Closing the intention-behaviour gap: validating and testing the promise of behaviour change literacy for parental mediation
This doctoral thesis aims to examine to what extent behaviour change literacy might be a promising concept to explain the intention-behaviour gap in the context of digital behaviours. Families play a major role in shaping the present and future well-being of their members. Today, family lives strongly involve digital media and digital technologies. There seems to be a disconnect between intended behaviours and the actual behaviours that people are undertaking in the digital space. The intention-behaviour gap is a phenomenon that has been studied extensively in the health psychology literature. However, media psychology has paid little attention to a potential intention-behaviour gap in the context of digital behaviours, which today represent a large proportion of daily behaviours. Media and communication scholars and psychological and behavioural scientists seem to work in isolation. The goal is to bridge the disciplines by developing behaviour change literacy as a new concept and validating its promise to explain the intention-behaviour gap for parental mediation.
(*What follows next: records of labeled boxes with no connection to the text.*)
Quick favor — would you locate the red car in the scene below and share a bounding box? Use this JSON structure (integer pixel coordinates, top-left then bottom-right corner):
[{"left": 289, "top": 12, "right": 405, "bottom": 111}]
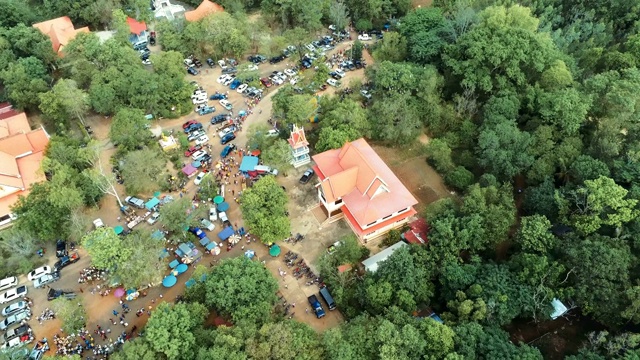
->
[
  {"left": 260, "top": 78, "right": 273, "bottom": 87},
  {"left": 184, "top": 145, "right": 202, "bottom": 156},
  {"left": 182, "top": 120, "right": 198, "bottom": 129}
]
Behaviour change literacy should help scholars, policymakers and educators to understand the intention-behaviour gap in modern digitalised lives better and to develop more effective interventions that empower people to establish and maintain beneficial behaviours by teaching citizens behaviour change literacy.
Supervisors: Ellen Helsper and Dario Krpan
Paul's academic training is in management, economics, communication, and media. Before starting the PhD, Paul obtained a BA in Corporate Management and Economics in his native country Germany from the Zeppelin University. Afterwards, he completed a MA in Communication Studies (summa cum laude) with a focus on New Media and Internet at the Catholic University of Portugal. His studies are supported by Germany's most prestigious and selective scholarship foundation, the German Academic Scholarship Foundation.
His professional expertise is grounded in his work as a consultant, coach, analyst, and evaluator. As a change management consultant, Paul was providing various services to major DAX30 companies (such as BMW), including organizing, designing, and conducting smaller-scale workshops and large-scale events around topics like corporate culture and leadership as well as collecting and analysing various types of data and synthesizing key findings, such as from in-depth interviews of multiple stakeholders. Later, Paul worked as a data analyst and project evaluator in a consultancy for major international non-profit organisations (such as Save The Children), contributing to the design and improvement of qualitative and quantitative data collection tools, the analysis of large qualitative and quantitative data sets, and the synthesis of key data-based findings and lessons into concise action-informing reports. As a certified positive psychology coach, Paul is currently facilitating his clients' self-determined goals for positive change in their lives, work, relationships, and well-being.